Литмир - Электронная Библиотека
Содержание  
A
A

Когда Милли возвращается домой, я ищу сумку, с которой она ходит гулять. Она бросила ее в коридоре. Развязываю сумку, чувствуя, как в животе бабочкой бьется паника, будто уже все знаю, еще не заглянув внутрь. Сумка пахнет яблоками. Я переворачиваю сумку, и из нее вываливаются все сокровища, которые Милли собрала: веточки, маленькие голубые камешки, голубиное перо. Хлебные крошки.

Мне не по себе: в голове крутятся неприятные вопросы. Где я ошиблась? Почему моя дочь не говорит правду? Я что-то сделала не так? Или все дело в сказках, которые мы читали? Какая бы причина ни была, я провалила самую важную задачу родителя: позволила ей жить в мире фантазий, и она не умеет различать, что правильно, а что нет.

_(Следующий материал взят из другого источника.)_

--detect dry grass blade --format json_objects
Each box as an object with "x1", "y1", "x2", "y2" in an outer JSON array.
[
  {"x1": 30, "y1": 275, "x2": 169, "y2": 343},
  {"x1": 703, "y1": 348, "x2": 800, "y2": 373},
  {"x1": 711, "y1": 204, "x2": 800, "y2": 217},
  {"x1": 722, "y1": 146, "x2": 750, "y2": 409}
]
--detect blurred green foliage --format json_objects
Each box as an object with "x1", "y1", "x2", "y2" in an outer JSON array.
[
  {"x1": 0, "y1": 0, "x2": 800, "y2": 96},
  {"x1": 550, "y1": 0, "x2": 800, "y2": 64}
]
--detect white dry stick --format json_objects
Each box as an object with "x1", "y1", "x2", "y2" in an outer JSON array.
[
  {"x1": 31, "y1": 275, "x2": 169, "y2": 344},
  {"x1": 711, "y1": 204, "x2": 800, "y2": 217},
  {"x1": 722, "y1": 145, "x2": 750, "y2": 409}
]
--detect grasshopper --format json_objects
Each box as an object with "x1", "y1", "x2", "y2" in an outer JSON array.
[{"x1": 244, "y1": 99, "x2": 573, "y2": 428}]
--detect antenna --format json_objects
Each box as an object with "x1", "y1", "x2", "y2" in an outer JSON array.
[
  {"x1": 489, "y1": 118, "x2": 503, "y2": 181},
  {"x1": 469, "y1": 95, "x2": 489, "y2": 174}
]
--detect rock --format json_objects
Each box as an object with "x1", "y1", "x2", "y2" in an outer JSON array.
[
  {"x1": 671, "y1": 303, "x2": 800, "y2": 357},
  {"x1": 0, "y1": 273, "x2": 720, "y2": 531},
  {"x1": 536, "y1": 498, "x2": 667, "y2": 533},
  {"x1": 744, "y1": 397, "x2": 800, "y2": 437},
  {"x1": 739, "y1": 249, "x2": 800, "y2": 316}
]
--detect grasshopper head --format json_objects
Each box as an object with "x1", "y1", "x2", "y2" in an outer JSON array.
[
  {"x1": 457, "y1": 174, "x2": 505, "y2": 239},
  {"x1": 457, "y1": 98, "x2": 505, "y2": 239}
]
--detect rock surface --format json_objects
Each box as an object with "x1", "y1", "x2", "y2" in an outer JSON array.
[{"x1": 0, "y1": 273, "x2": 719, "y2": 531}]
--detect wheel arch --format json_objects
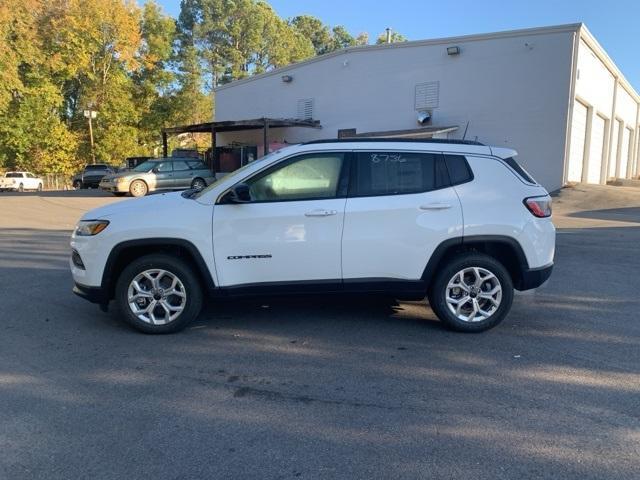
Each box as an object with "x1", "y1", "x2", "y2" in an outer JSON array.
[
  {"x1": 102, "y1": 238, "x2": 215, "y2": 299},
  {"x1": 422, "y1": 235, "x2": 529, "y2": 290}
]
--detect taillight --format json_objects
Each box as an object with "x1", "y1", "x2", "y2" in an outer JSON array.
[{"x1": 523, "y1": 195, "x2": 551, "y2": 218}]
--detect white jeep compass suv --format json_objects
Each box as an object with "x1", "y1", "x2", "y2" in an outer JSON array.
[{"x1": 71, "y1": 139, "x2": 555, "y2": 333}]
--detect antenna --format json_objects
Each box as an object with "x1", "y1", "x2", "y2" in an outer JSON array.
[{"x1": 462, "y1": 120, "x2": 469, "y2": 140}]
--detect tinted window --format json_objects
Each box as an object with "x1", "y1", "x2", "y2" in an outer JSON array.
[
  {"x1": 504, "y1": 157, "x2": 536, "y2": 183},
  {"x1": 352, "y1": 152, "x2": 448, "y2": 196},
  {"x1": 246, "y1": 153, "x2": 344, "y2": 202},
  {"x1": 187, "y1": 160, "x2": 207, "y2": 170},
  {"x1": 173, "y1": 160, "x2": 191, "y2": 172},
  {"x1": 445, "y1": 155, "x2": 473, "y2": 185},
  {"x1": 84, "y1": 165, "x2": 109, "y2": 172}
]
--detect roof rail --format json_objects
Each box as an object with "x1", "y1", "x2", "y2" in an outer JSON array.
[{"x1": 303, "y1": 138, "x2": 485, "y2": 147}]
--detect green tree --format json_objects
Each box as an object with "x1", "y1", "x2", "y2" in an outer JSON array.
[
  {"x1": 289, "y1": 15, "x2": 332, "y2": 55},
  {"x1": 376, "y1": 32, "x2": 407, "y2": 45}
]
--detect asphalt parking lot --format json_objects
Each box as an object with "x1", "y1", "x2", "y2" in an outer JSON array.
[{"x1": 0, "y1": 186, "x2": 640, "y2": 480}]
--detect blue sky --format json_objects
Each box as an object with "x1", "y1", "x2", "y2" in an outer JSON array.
[{"x1": 157, "y1": 0, "x2": 640, "y2": 91}]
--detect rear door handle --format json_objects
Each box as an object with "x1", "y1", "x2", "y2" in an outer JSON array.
[
  {"x1": 304, "y1": 210, "x2": 338, "y2": 217},
  {"x1": 420, "y1": 203, "x2": 451, "y2": 210}
]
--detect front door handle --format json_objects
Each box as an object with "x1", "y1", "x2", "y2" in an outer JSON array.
[
  {"x1": 420, "y1": 203, "x2": 451, "y2": 210},
  {"x1": 304, "y1": 210, "x2": 338, "y2": 217}
]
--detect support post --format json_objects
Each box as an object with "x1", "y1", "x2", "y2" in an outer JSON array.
[
  {"x1": 262, "y1": 118, "x2": 269, "y2": 155},
  {"x1": 211, "y1": 126, "x2": 220, "y2": 176},
  {"x1": 162, "y1": 132, "x2": 169, "y2": 157}
]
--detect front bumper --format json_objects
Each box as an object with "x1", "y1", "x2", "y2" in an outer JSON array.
[
  {"x1": 73, "y1": 282, "x2": 109, "y2": 305},
  {"x1": 515, "y1": 263, "x2": 553, "y2": 290}
]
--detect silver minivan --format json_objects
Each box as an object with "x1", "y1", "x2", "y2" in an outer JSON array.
[{"x1": 100, "y1": 157, "x2": 215, "y2": 197}]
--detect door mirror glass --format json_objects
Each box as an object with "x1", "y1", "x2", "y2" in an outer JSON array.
[{"x1": 226, "y1": 183, "x2": 251, "y2": 203}]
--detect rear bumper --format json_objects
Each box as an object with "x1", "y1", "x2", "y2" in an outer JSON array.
[{"x1": 516, "y1": 263, "x2": 553, "y2": 290}]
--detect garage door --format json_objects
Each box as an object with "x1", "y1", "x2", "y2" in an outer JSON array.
[
  {"x1": 618, "y1": 128, "x2": 631, "y2": 178},
  {"x1": 567, "y1": 102, "x2": 587, "y2": 182},
  {"x1": 609, "y1": 120, "x2": 620, "y2": 178},
  {"x1": 587, "y1": 115, "x2": 606, "y2": 183}
]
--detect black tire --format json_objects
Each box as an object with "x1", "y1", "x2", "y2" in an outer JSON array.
[
  {"x1": 429, "y1": 252, "x2": 513, "y2": 333},
  {"x1": 115, "y1": 254, "x2": 202, "y2": 334},
  {"x1": 129, "y1": 180, "x2": 149, "y2": 197},
  {"x1": 191, "y1": 177, "x2": 207, "y2": 190}
]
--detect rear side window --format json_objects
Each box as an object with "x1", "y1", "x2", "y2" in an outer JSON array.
[
  {"x1": 504, "y1": 157, "x2": 536, "y2": 183},
  {"x1": 187, "y1": 160, "x2": 207, "y2": 170},
  {"x1": 445, "y1": 155, "x2": 473, "y2": 185},
  {"x1": 350, "y1": 152, "x2": 449, "y2": 197},
  {"x1": 173, "y1": 161, "x2": 189, "y2": 172}
]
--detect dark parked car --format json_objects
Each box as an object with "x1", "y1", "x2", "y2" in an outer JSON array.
[{"x1": 73, "y1": 163, "x2": 115, "y2": 189}]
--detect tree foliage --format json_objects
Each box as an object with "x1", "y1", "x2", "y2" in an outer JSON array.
[{"x1": 0, "y1": 0, "x2": 404, "y2": 174}]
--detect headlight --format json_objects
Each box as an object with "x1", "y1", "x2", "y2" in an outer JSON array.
[{"x1": 76, "y1": 220, "x2": 109, "y2": 237}]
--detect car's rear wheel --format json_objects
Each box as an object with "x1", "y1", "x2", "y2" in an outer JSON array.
[
  {"x1": 116, "y1": 254, "x2": 202, "y2": 333},
  {"x1": 129, "y1": 180, "x2": 149, "y2": 197},
  {"x1": 191, "y1": 178, "x2": 207, "y2": 190},
  {"x1": 429, "y1": 252, "x2": 513, "y2": 332}
]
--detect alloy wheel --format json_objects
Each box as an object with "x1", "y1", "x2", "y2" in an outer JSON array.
[
  {"x1": 127, "y1": 269, "x2": 187, "y2": 325},
  {"x1": 445, "y1": 267, "x2": 502, "y2": 322}
]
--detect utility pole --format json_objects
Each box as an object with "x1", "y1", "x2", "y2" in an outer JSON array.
[{"x1": 84, "y1": 107, "x2": 98, "y2": 165}]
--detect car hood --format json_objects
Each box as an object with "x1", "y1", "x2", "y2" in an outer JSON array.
[{"x1": 81, "y1": 192, "x2": 188, "y2": 220}]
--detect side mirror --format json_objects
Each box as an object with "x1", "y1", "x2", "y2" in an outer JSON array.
[{"x1": 226, "y1": 183, "x2": 251, "y2": 203}]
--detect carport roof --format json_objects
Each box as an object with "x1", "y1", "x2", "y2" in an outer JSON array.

Из гостиной доносится ее мелодичный смех. Иду туда. Она играет с детской коляской, которой я пользовалась, когда девочки были маленькими. Милли пытается засунуть внутрь, под простыню, Альфонса.

— Милли, у нас пропал хлеб. Это ты его взяла?

Ее смех обрывается.

— Нет, мамочка, — отвечает она высоким голосом, словно пытаясь проверить, как будут звучать ее слова.

Кот выползает из коляски. Она хватает его, Альфонс пытается вырваться.

— Милли, отпусти кота. Ты должна меня выслушать.

Она позволяет Альфонсу ускользнуть. Он оставляет на ее запястье красные, словно нити шелка, царапины. Но Милли их не замечает. Девочка немного напугана. Я не часто разговариваю с ней так резко.

— Ты не должна красть еду, — объясняю я. — Это очень, очень нехорошо. Это нечестно по отношению к остальным.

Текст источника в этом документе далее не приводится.